Hmmm...it seems like the effectiveness depends on how it is implemented. I suppose that is true with any model of education. I am just surprised how well it seems to work and how much I am finding that I like it.
There is no particular accomodation made for kids who are above grade level. I suppose it probably wouldn't be a good fit for a truly gifted child in all areas. However, there are lots of kids above grade level in one area or another and they just learn what everyone else is learning. As I type this I am reminded of how crazy that sounds, but it is effective. The goal is to make sure that every child meets grade level expectations in every area. Not to make indivdualized accomodations for every child. I don't know of anyone complaing that their kids are bored and need to be challenged more. It seems like the curriculum moves pretty fast so there is always something new to be learned. I'm not an educator, but from my point of view it seems to be working.
If a child is struggling or falling behind, the issue is addressed as soon as it is recognized. Parents are contacted and the child is given one on one instruction until they are caught up to the class. I think this works really well. There is no "waiting to see" before trying to address the problem. Talking to other parents, it seem like pretty much every kid will be pulled out for this type or tutoring at some point.
Originally Posted by moominmamma
I'm curious about this model too. In particular I'm curious why the school would be so popular as to be subject to a lottery. Since it's a "school of choice" I suppose there would be a fair amount of self-selection for high-average kids who learn well in a traditional top-down large-group learning situation. Like ollyoxenfree I wonder how they would deal with kids like mine who are way ahead of grade level and are intuitive low-repetition learners in some areas, yet closer to grade level in others. I honestly see strict grade-levelling as one of the great ills of the school system, and am thankful that our public school takes a diametrically opposite approach with multi-grade classrooms and tons of self-pacing.
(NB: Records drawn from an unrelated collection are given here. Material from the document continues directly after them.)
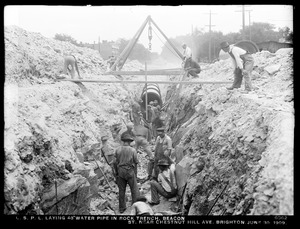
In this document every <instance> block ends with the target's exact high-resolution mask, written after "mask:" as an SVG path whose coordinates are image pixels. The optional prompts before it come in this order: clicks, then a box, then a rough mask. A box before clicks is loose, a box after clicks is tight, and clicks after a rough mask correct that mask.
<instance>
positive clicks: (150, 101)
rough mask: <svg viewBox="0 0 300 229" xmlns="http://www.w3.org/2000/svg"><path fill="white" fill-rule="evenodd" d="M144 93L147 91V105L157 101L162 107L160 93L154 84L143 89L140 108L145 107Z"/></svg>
mask: <svg viewBox="0 0 300 229" xmlns="http://www.w3.org/2000/svg"><path fill="white" fill-rule="evenodd" d="M146 91H147V100H148V104H149V103H150V102H151V101H154V100H157V102H158V104H159V105H160V106H162V99H161V93H160V89H159V86H158V84H156V83H147V87H146V85H145V86H144V88H143V91H142V94H141V99H142V101H143V102H142V104H141V107H145V105H146Z"/></svg>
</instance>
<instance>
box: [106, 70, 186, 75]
mask: <svg viewBox="0 0 300 229" xmlns="http://www.w3.org/2000/svg"><path fill="white" fill-rule="evenodd" d="M183 73H184V71H183V70H181V69H169V70H168V69H158V70H148V71H147V75H148V76H149V75H182V74H183ZM145 74H146V71H145V70H140V71H110V72H106V73H104V74H103V75H145Z"/></svg>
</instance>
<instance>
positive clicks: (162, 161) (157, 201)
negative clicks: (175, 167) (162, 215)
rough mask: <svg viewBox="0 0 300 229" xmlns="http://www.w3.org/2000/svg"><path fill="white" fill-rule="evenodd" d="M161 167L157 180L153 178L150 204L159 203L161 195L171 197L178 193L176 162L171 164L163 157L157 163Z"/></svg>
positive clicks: (155, 203)
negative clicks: (176, 174)
mask: <svg viewBox="0 0 300 229" xmlns="http://www.w3.org/2000/svg"><path fill="white" fill-rule="evenodd" d="M157 165H158V167H159V170H160V172H159V174H158V178H157V181H155V180H151V181H150V187H151V202H150V203H149V204H150V205H157V204H159V202H160V201H159V195H158V194H160V195H162V196H163V197H165V198H167V199H170V198H172V197H175V196H176V194H177V184H176V178H175V164H174V163H172V164H171V165H169V163H168V161H167V160H166V159H161V160H159V161H158V163H157Z"/></svg>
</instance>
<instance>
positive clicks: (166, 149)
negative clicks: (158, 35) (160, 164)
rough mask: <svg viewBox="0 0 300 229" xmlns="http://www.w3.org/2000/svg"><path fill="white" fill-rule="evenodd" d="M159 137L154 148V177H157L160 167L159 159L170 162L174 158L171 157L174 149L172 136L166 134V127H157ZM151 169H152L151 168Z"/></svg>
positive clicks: (158, 136)
mask: <svg viewBox="0 0 300 229" xmlns="http://www.w3.org/2000/svg"><path fill="white" fill-rule="evenodd" d="M156 131H157V135H158V136H157V138H156V141H155V148H154V164H153V168H151V171H152V170H153V172H152V178H153V179H157V176H158V173H159V169H158V165H157V164H158V161H159V160H161V159H166V160H167V161H168V162H169V163H170V164H171V163H172V160H171V159H170V155H171V151H172V149H173V148H172V140H171V138H170V137H169V136H168V135H166V134H165V127H159V128H157V129H156ZM149 170H150V169H149Z"/></svg>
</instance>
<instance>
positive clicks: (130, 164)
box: [114, 134, 139, 213]
mask: <svg viewBox="0 0 300 229" xmlns="http://www.w3.org/2000/svg"><path fill="white" fill-rule="evenodd" d="M121 140H122V141H123V142H124V143H123V146H120V147H118V148H117V149H116V152H115V157H116V161H115V164H114V165H115V169H116V173H117V174H116V175H117V184H118V187H119V211H120V213H123V212H124V211H125V210H126V200H125V192H126V186H127V184H129V187H130V191H131V199H132V204H134V203H135V202H136V199H137V197H138V196H139V189H138V186H137V180H136V179H137V164H138V158H137V152H136V150H135V149H134V148H133V147H131V146H130V143H131V142H132V141H133V138H132V137H131V136H130V135H128V134H125V135H123V136H122V138H121Z"/></svg>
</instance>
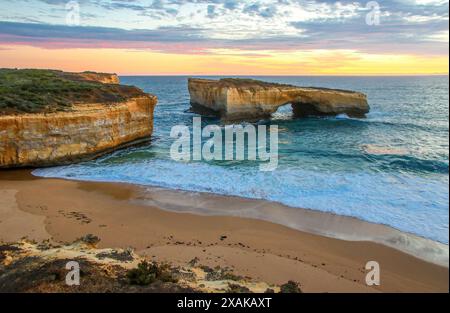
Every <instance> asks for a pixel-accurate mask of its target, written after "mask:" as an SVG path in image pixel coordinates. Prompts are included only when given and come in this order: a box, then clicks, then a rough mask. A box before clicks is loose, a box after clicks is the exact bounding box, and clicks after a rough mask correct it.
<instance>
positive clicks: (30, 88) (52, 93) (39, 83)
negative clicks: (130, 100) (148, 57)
mask: <svg viewBox="0 0 450 313" xmlns="http://www.w3.org/2000/svg"><path fill="white" fill-rule="evenodd" d="M142 94H143V92H142V91H141V90H140V89H138V88H136V87H133V86H124V85H113V84H102V83H98V82H95V81H88V80H84V79H82V78H80V77H77V76H76V75H73V74H71V73H64V72H61V71H53V70H36V69H24V70H16V69H0V115H5V114H20V113H51V112H59V111H70V110H71V107H72V105H73V104H77V103H114V102H120V101H124V100H126V99H127V98H130V97H135V96H139V95H142Z"/></svg>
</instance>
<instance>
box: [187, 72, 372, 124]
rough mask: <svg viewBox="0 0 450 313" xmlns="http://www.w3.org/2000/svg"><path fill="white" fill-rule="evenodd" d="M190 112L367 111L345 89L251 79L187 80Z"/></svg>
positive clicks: (317, 114) (244, 116) (352, 94)
mask: <svg viewBox="0 0 450 313" xmlns="http://www.w3.org/2000/svg"><path fill="white" fill-rule="evenodd" d="M189 93H190V96H191V106H192V110H193V111H196V112H199V113H213V114H217V115H219V116H221V117H223V118H226V119H242V118H259V117H266V116H270V115H271V114H272V113H274V112H276V110H277V109H278V108H279V107H280V106H283V105H285V104H291V105H292V107H293V112H294V115H295V116H297V117H304V116H309V115H319V116H323V115H338V114H343V113H345V114H347V115H348V116H350V117H364V116H365V114H366V113H368V112H369V105H368V103H367V97H366V95H364V94H362V93H359V92H353V91H348V90H340V89H327V88H310V87H297V86H292V85H283V84H273V83H266V82H261V81H257V80H250V79H230V78H227V79H221V80H208V79H196V78H190V79H189Z"/></svg>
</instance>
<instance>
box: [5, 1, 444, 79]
mask: <svg viewBox="0 0 450 313" xmlns="http://www.w3.org/2000/svg"><path fill="white" fill-rule="evenodd" d="M377 3H378V5H379V24H378V25H373V24H374V21H375V24H377V23H376V20H374V18H373V17H374V16H376V15H377V12H378V11H377V5H376V4H377ZM377 3H374V2H373V1H371V2H369V1H346V0H343V1H338V2H336V1H329V0H306V1H304V0H270V1H269V0H256V1H250V0H246V1H241V0H210V1H208V0H193V1H189V0H121V1H119V0H110V1H106V0H78V1H66V0H15V1H10V0H8V1H6V0H0V67H19V68H56V69H63V70H69V71H84V70H95V71H104V72H116V73H119V74H150V75H151V74H154V75H162V74H168V75H178V74H180V75H182V74H187V75H200V74H206V75H207V74H222V75H233V74H234V75H352V74H358V75H384V74H392V75H396V74H447V73H448V66H449V65H448V54H449V51H448V41H449V30H448V22H449V21H448V16H449V7H448V6H449V4H448V1H441V0H396V1H378V2H377ZM78 7H79V19H78V18H77V16H78V14H77V12H78Z"/></svg>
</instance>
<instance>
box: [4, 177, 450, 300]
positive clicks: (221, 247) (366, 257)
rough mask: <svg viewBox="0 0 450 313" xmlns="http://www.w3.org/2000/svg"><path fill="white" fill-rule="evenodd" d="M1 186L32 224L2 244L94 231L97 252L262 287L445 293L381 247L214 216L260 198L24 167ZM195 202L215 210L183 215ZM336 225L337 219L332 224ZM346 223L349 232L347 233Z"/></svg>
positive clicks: (413, 262) (447, 291)
mask: <svg viewBox="0 0 450 313" xmlns="http://www.w3.org/2000/svg"><path fill="white" fill-rule="evenodd" d="M0 189H1V190H2V192H4V193H6V195H7V196H6V197H5V196H4V197H3V199H4V200H3V201H4V202H5V203H10V204H11V205H12V206H11V211H13V210H15V212H16V213H17V214H19V213H20V214H25V215H26V216H22V217H21V218H22V220H27V221H28V222H29V225H30V226H29V227H28V228H27V229H26V230H25V229H23V227H22V229H21V230H20V231H21V232H22V233H17V234H14V233H9V234H5V232H4V231H1V232H0V239H2V240H4V239H5V237H8V236H9V237H10V239H12V238H11V237H14V236H13V235H16V236H19V235H20V236H21V237H23V236H26V235H27V236H29V237H32V236H35V237H38V238H39V237H41V238H45V237H47V238H52V240H55V241H57V242H70V241H71V240H74V239H76V238H79V237H81V236H83V235H86V234H87V233H93V234H96V235H99V237H100V238H101V239H102V241H101V242H100V246H102V247H105V248H106V247H119V248H120V247H123V248H126V247H133V248H134V249H135V250H136V251H137V252H138V253H141V254H143V255H146V256H148V257H152V258H154V259H156V260H163V261H164V260H165V261H170V262H172V263H178V264H185V263H186V262H188V261H189V260H191V259H192V258H194V257H198V258H199V259H200V260H201V262H204V263H206V264H208V265H226V266H229V265H230V266H231V267H233V268H234V269H235V270H236V271H237V272H238V273H239V274H243V275H247V276H250V277H252V278H255V279H260V280H263V281H267V282H270V283H280V282H285V281H287V280H289V279H298V281H299V282H300V283H302V285H303V289H304V290H305V291H306V292H308V291H309V292H345V291H353V292H373V291H375V292H378V291H387V292H395V291H413V292H418V291H441V292H448V268H445V267H442V266H438V265H435V264H432V263H429V262H426V261H423V260H420V259H418V258H416V257H413V256H411V255H409V254H406V253H403V252H401V251H399V250H396V249H393V248H390V247H387V246H385V245H382V244H379V243H374V242H368V241H348V240H341V239H336V238H329V237H325V236H322V235H317V234H311V233H309V232H305V231H301V230H295V229H292V228H289V227H287V226H283V225H279V224H275V223H273V222H267V221H262V220H258V219H254V218H248V217H246V216H244V215H245V214H242V212H241V213H239V214H240V215H241V217H236V216H222V215H220V207H221V206H222V207H227V209H229V210H234V211H235V212H238V211H237V209H239V207H242V206H244V207H246V208H248V209H250V208H253V209H255V208H256V207H255V203H254V202H255V201H256V202H262V200H251V199H241V198H231V197H228V196H219V195H211V194H208V195H202V196H201V197H198V196H197V195H196V194H195V193H188V192H181V191H173V190H164V189H161V188H159V189H158V188H151V189H152V190H151V191H149V190H148V187H147V188H142V187H139V186H135V185H127V184H122V183H103V182H85V181H74V180H63V179H51V178H39V177H33V176H32V175H31V173H30V171H29V170H28V171H27V170H22V171H5V172H0ZM188 195H190V196H189V197H188ZM230 199H231V200H230ZM8 201H9V202H8ZM230 201H232V202H233V204H234V206H231V205H230V204H231V203H230ZM213 204H214V205H213ZM258 205H260V206H259V207H258V210H262V212H264V213H266V212H267V211H266V210H268V209H271V210H272V211H275V212H277V213H279V212H280V211H279V208H278V207H277V206H279V204H276V203H270V202H265V203H264V204H262V203H258ZM202 206H207V208H209V209H210V210H211V209H213V210H218V211H216V213H219V214H218V215H211V214H210V213H211V212H206V213H209V214H208V215H200V214H198V210H197V212H196V214H192V212H189V209H191V210H192V208H194V209H198V208H202ZM275 207H276V210H274V208H275ZM285 209H286V208H285ZM291 209H292V208H291ZM295 210H297V209H295ZM171 211H177V213H174V212H171ZM314 212H315V211H311V212H309V210H304V212H303V217H308V214H310V215H315V214H320V216H322V219H321V223H322V224H323V225H325V226H326V227H329V228H333V227H334V228H337V227H341V228H343V226H348V225H352V223H348V221H346V222H342V218H337V217H339V216H337V217H336V216H335V217H334V221H330V220H326V219H324V218H323V215H324V213H321V212H316V213H314ZM0 213H2V211H0ZM10 213H11V212H10ZM11 214H12V213H11ZM328 215H331V214H328ZM0 216H1V214H0ZM36 217H39V218H38V219H36ZM285 217H286V218H288V219H289V218H290V217H291V215H289V214H286V215H285ZM314 218H315V217H311V216H309V219H305V220H304V222H305V224H308V225H311V224H310V223H311V222H310V221H314ZM42 219H43V220H44V221H42ZM336 219H339V220H341V221H339V223H337V222H336ZM345 219H346V220H348V219H349V218H345ZM350 219H353V218H350ZM0 220H3V218H0ZM355 220H356V219H355ZM315 221H316V223H318V222H319V221H320V219H317V218H316V219H315ZM7 223H8V220H7ZM1 224H3V225H5V223H0V225H1ZM354 224H356V223H355V222H353V228H351V229H350V230H351V231H350V232H349V234H351V233H352V231H353V232H354V231H355V228H354ZM375 225H376V227H375V228H376V229H378V232H379V233H380V234H382V233H383V232H385V231H386V229H385V226H383V225H377V224H375ZM366 226H367V225H364V227H366ZM42 229H44V232H43V231H42ZM346 229H347V228H346ZM2 230H5V227H2ZM24 233H26V234H24ZM223 236H225V238H223ZM21 237H18V238H21ZM221 238H222V239H221ZM180 248H181V249H180ZM369 260H377V261H379V263H380V267H381V269H382V283H381V286H374V287H368V286H366V285H365V282H364V277H365V274H366V270H365V269H364V266H365V263H366V262H367V261H369Z"/></svg>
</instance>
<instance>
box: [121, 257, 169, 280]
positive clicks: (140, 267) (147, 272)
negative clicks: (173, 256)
mask: <svg viewBox="0 0 450 313" xmlns="http://www.w3.org/2000/svg"><path fill="white" fill-rule="evenodd" d="M127 278H128V280H129V282H130V284H132V285H139V286H147V285H150V284H152V283H154V282H155V281H162V282H171V283H176V282H177V279H176V278H175V277H173V275H172V273H171V272H170V266H169V265H167V264H161V265H159V264H158V263H156V262H151V263H149V262H147V261H142V262H141V263H139V264H138V267H137V268H135V269H131V270H129V271H128V273H127Z"/></svg>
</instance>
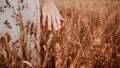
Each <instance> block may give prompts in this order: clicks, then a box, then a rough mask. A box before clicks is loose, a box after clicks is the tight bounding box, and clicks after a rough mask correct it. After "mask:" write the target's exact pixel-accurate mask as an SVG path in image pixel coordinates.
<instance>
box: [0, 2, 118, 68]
mask: <svg viewBox="0 0 120 68" xmlns="http://www.w3.org/2000/svg"><path fill="white" fill-rule="evenodd" d="M54 2H55V5H56V6H57V8H58V9H59V11H60V13H61V15H62V16H63V18H64V19H65V21H64V22H62V24H61V25H62V29H60V30H59V31H54V30H52V31H49V30H48V29H47V26H42V25H41V29H40V44H37V41H36V40H33V42H34V44H35V47H34V48H35V53H34V55H36V56H35V57H31V56H30V55H32V53H31V51H28V52H26V49H27V46H26V41H25V39H24V38H23V39H22V40H18V42H19V44H20V45H21V46H20V47H21V51H22V54H23V56H22V59H20V58H19V57H18V54H17V51H16V49H15V47H13V49H11V48H10V47H9V46H8V40H9V34H6V36H7V38H6V36H5V37H1V38H0V68H30V67H32V68H120V1H119V0H54ZM33 31H34V29H33ZM29 43H30V42H29ZM3 45H4V46H3ZM2 52H4V53H2ZM6 54H7V56H6V57H7V58H6V57H5V55H6ZM34 62H35V63H34Z"/></svg>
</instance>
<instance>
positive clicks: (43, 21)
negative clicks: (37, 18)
mask: <svg viewBox="0 0 120 68" xmlns="http://www.w3.org/2000/svg"><path fill="white" fill-rule="evenodd" d="M46 16H47V15H46V13H44V12H43V19H42V24H43V25H45V23H46Z"/></svg>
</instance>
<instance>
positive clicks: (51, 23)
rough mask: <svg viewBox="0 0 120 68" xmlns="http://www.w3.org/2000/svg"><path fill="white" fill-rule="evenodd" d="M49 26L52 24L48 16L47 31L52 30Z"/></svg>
mask: <svg viewBox="0 0 120 68" xmlns="http://www.w3.org/2000/svg"><path fill="white" fill-rule="evenodd" d="M51 24H52V20H51V16H48V30H52V27H51Z"/></svg>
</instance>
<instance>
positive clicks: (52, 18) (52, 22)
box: [52, 16, 58, 30]
mask: <svg viewBox="0 0 120 68" xmlns="http://www.w3.org/2000/svg"><path fill="white" fill-rule="evenodd" d="M52 23H53V28H54V29H55V30H58V26H57V21H56V19H55V17H54V16H52Z"/></svg>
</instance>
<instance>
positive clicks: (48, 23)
mask: <svg viewBox="0 0 120 68" xmlns="http://www.w3.org/2000/svg"><path fill="white" fill-rule="evenodd" d="M42 15H43V20H42V24H43V25H45V22H46V20H47V23H48V29H49V30H52V24H53V28H54V29H55V30H58V29H60V28H61V21H64V19H63V17H62V16H61V15H60V12H59V11H58V9H57V8H56V6H55V5H54V3H53V2H52V1H51V0H48V1H44V4H43V8H42Z"/></svg>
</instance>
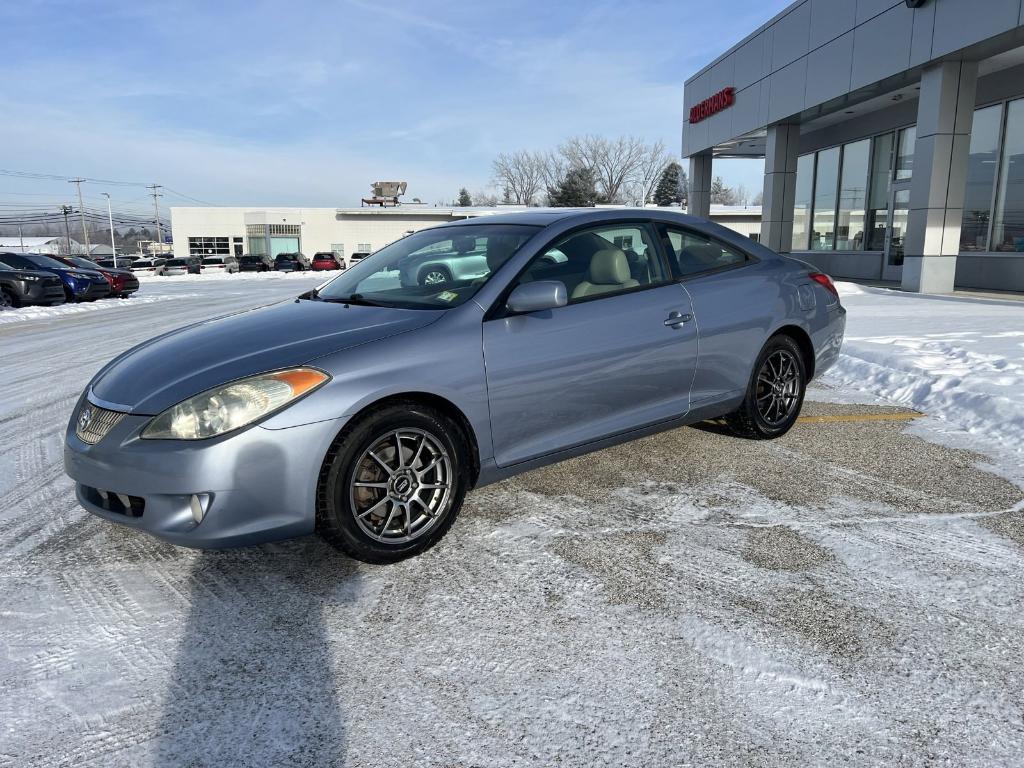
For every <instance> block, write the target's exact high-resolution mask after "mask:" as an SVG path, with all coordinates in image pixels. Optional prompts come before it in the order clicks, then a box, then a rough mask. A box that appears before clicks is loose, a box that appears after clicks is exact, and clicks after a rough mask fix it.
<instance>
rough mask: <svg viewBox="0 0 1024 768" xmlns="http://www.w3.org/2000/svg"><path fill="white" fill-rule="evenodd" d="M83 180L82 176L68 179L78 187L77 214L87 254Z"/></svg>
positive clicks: (71, 182) (83, 180)
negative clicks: (82, 196)
mask: <svg viewBox="0 0 1024 768" xmlns="http://www.w3.org/2000/svg"><path fill="white" fill-rule="evenodd" d="M83 181H85V179H84V178H73V179H69V180H68V183H69V184H75V185H76V186H77V187H78V215H79V216H80V217H81V218H82V238H83V240H84V241H85V255H86V256H88V255H89V253H90V251H91V249H90V248H89V230H88V229H86V228H85V206H84V205H82V182H83ZM68 248H69V250H71V243H69V244H68Z"/></svg>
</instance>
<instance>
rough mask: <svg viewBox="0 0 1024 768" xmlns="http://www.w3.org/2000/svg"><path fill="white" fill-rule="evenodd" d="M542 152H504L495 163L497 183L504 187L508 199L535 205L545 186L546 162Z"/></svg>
mask: <svg viewBox="0 0 1024 768" xmlns="http://www.w3.org/2000/svg"><path fill="white" fill-rule="evenodd" d="M544 158H545V156H544V155H542V154H541V153H532V152H524V151H520V152H514V153H512V154H508V153H502V154H501V155H499V156H498V157H497V158H496V159H495V162H494V165H493V169H492V171H493V173H494V181H495V185H496V186H498V187H500V188H502V189H504V190H505V195H506V198H507V200H508V201H509V202H510V203H515V204H517V205H525V206H528V205H534V200H535V198H537V196H538V194H539V193H540V191H541V190H542V189H543V188H544V181H545V173H546V163H545V159H544Z"/></svg>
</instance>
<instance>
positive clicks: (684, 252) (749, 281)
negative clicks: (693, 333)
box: [659, 225, 781, 407]
mask: <svg viewBox="0 0 1024 768" xmlns="http://www.w3.org/2000/svg"><path fill="white" fill-rule="evenodd" d="M659 228H660V230H662V232H663V236H664V239H663V245H665V247H666V250H667V251H668V253H669V255H670V259H671V261H672V262H673V263H672V266H673V268H674V269H675V271H676V274H677V275H679V279H680V280H681V281H682V284H683V285H684V286H685V287H686V290H687V292H688V293H689V296H690V299H691V301H692V302H693V304H692V306H693V314H694V316H695V317H696V321H697V326H698V330H699V334H700V359H699V364H698V367H697V372H696V375H695V376H694V379H693V387H692V389H691V390H690V402H691V403H692V404H693V407H697V406H701V404H706V403H713V402H715V401H716V400H720V399H728V398H729V397H732V396H734V395H737V394H740V393H741V392H742V391H743V390H744V389H745V388H746V385H748V380H749V379H750V376H751V370H752V369H753V366H754V360H755V359H756V358H757V355H758V353H759V352H760V351H761V347H762V345H763V344H764V342H765V338H766V335H767V334H768V332H769V331H770V329H771V325H772V321H773V317H774V316H775V313H776V312H777V310H778V306H779V303H780V301H781V299H780V297H779V293H778V288H777V286H776V285H775V283H774V282H773V281H771V280H769V279H767V278H766V276H765V275H764V273H763V271H762V270H761V267H760V262H759V261H758V259H757V258H755V257H754V256H752V255H750V254H748V253H745V252H743V251H741V250H740V249H738V248H734V247H732V246H730V245H728V244H726V243H723V242H721V241H719V240H718V239H716V238H713V237H711V236H709V234H706V233H705V232H701V231H697V230H695V229H689V228H686V227H682V226H676V225H659Z"/></svg>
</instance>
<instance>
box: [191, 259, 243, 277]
mask: <svg viewBox="0 0 1024 768" xmlns="http://www.w3.org/2000/svg"><path fill="white" fill-rule="evenodd" d="M200 271H202V272H204V273H213V274H216V273H218V272H222V273H226V274H234V273H236V272H237V271H239V260H238V259H237V258H234V257H233V256H207V257H206V258H204V259H203V263H202V264H201V265H200Z"/></svg>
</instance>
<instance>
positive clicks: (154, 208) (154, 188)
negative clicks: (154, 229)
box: [147, 184, 164, 256]
mask: <svg viewBox="0 0 1024 768" xmlns="http://www.w3.org/2000/svg"><path fill="white" fill-rule="evenodd" d="M147 188H150V189H153V191H152V193H151V194H152V195H153V213H154V215H155V216H156V217H157V248H158V249H159V250H158V251H157V252H156V253H154V254H153V255H154V256H162V255H163V253H164V237H163V234H162V233H161V231H160V198H162V197H164V196H163V195H161V194H160V193H158V191H157V190H158V189H160V188H161V185H160V184H148V186H147Z"/></svg>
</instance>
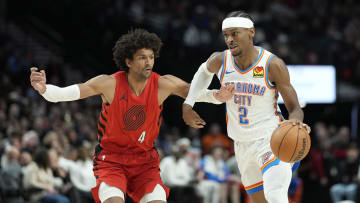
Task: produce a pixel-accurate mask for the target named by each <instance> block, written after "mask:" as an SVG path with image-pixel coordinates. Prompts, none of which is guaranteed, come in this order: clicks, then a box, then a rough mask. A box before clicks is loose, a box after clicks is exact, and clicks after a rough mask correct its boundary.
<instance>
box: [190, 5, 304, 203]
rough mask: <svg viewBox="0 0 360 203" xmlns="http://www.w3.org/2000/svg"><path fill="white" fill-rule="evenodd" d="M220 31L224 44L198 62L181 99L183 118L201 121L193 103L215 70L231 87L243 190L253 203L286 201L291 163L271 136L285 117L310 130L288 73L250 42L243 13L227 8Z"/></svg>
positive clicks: (203, 125)
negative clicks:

Miranda - the school is the top elementary school in our state. Aside from the phenomenal test scores, it has a long history (nearly 40 years and long before NCLB) of academic excellence. It has always had a long waiting list. Typically they have about 25 spots available for kindergarten and about 350 applicants. To be honest I went into the information session wanting to not like this school, but by the end they had me sold. I'm not the competitive type and it seemed to me that this type of environment would be a breeding ground for competitive parents. In reality, the opposite is actually true. The parents are way less competitive than my son's play-based preschool. The school has high academic expectations, but they also spend more time in specials (art, music and PE) and have more recess time than many of the other schools I looked at. They also offer tons of enrichment activities throughout the year and the kids just seemed happy to be in school. In theory, I like the idea of multi-grade classrooms, but around here I really wasn't able to find anything like that to even consider. At least not in the public sector.